Storytelling for filmmakers can sometimes be a very complicated process especially when it’s not a passion project but rather a paid commercial project with constraints from the client.

For years, I was in search of a proven formula to help me tell documentary stories for my clients and I kept hitting a brick wall. Eventually, after a year of research, I started to figure out what questions to ask my interviewees to help me create proper three-act stories that captured an audience’s attention.

What are the three acts?

  • ACT I – Setup
  • ACT II – Journey
  • ACT III- Resolution

Act I

The setting for your film. This is where you explain the backstory that will support the character’s journey in Act II. Usually, this describes what life was like before the inciting incident, then introduce that moment that changes your character’s life forever.

Act II

The journey of your character. This is where your character makes a decision to try and achieve his or her goal. The journey is filled with ups and downs as your character transforms throughout the story.


The conclusion to your story. This can be described as your “…and they lived happily ever after.” After the main character achieves his or her goal, how does their life change? What happens next? or in commercial what should I (the viewer) feel and do next?

Audience Empathy

Audience empathy is a moment early on in the film where you begin to feel sorry (or feel empathy) for your main character. Almost every Hollywood film portrays some sort of audience empathy for the main character within in the first 15 minutes or so. This is where we first reach a level of connectedness with our character so we now care about what happens next.

Inciting Incident

The inciting incident is that moment when a life-changing event happens to the main character that shapes his or her journey from this point forward. This usually happens early in the film right before the end of Act I.

Plot Point One

Plot point one is the intersection between Act I and Act II and it’s the decision that the main character makes to begin his or her journey, the goal he has determined he or she must achieve.

Plot Point Two (The Climax)

Plot point two is the intersection between Act I and Act III. This is when the main character achieves his or her goal. This is usually the most emotional moment of the entire film when everything comes to a head, The moment we’ve all been waiting for.

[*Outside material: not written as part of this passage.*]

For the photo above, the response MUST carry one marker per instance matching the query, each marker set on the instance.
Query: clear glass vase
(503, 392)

So how do you get three-act story structure from your interviews?

Questions to ask during the interview

  • ACT I : How does my character’s story begin?
  • ACT II : What is my character’s journey or objective?
  • ACT III : How does my character’s my story end?
  • Audience Empathy : How can my audience empathize with my character early on?
  • Inciting Incident : What changes or disrupts my character’s everyday life?
  • PP1 : What does my character decide to do about it?
  • PP2 : What is the goal of my character’s decision?
  • Take Away : What does my audience need to feel at the end of the journey?
  • Call-To-Action : What does the audience need to do at the end of my story?


When producing stories for film, there is no rule that anyone must follow. Whether you do it by feel or follow a step-by-step process, the goal is to create something that makes your viewer feel the way you intended them to feel. For me, I always gravitate towards emotion and I have found that these three-act tricks help me get a great story from my interviews. I hope you find some gold nuggets in this article.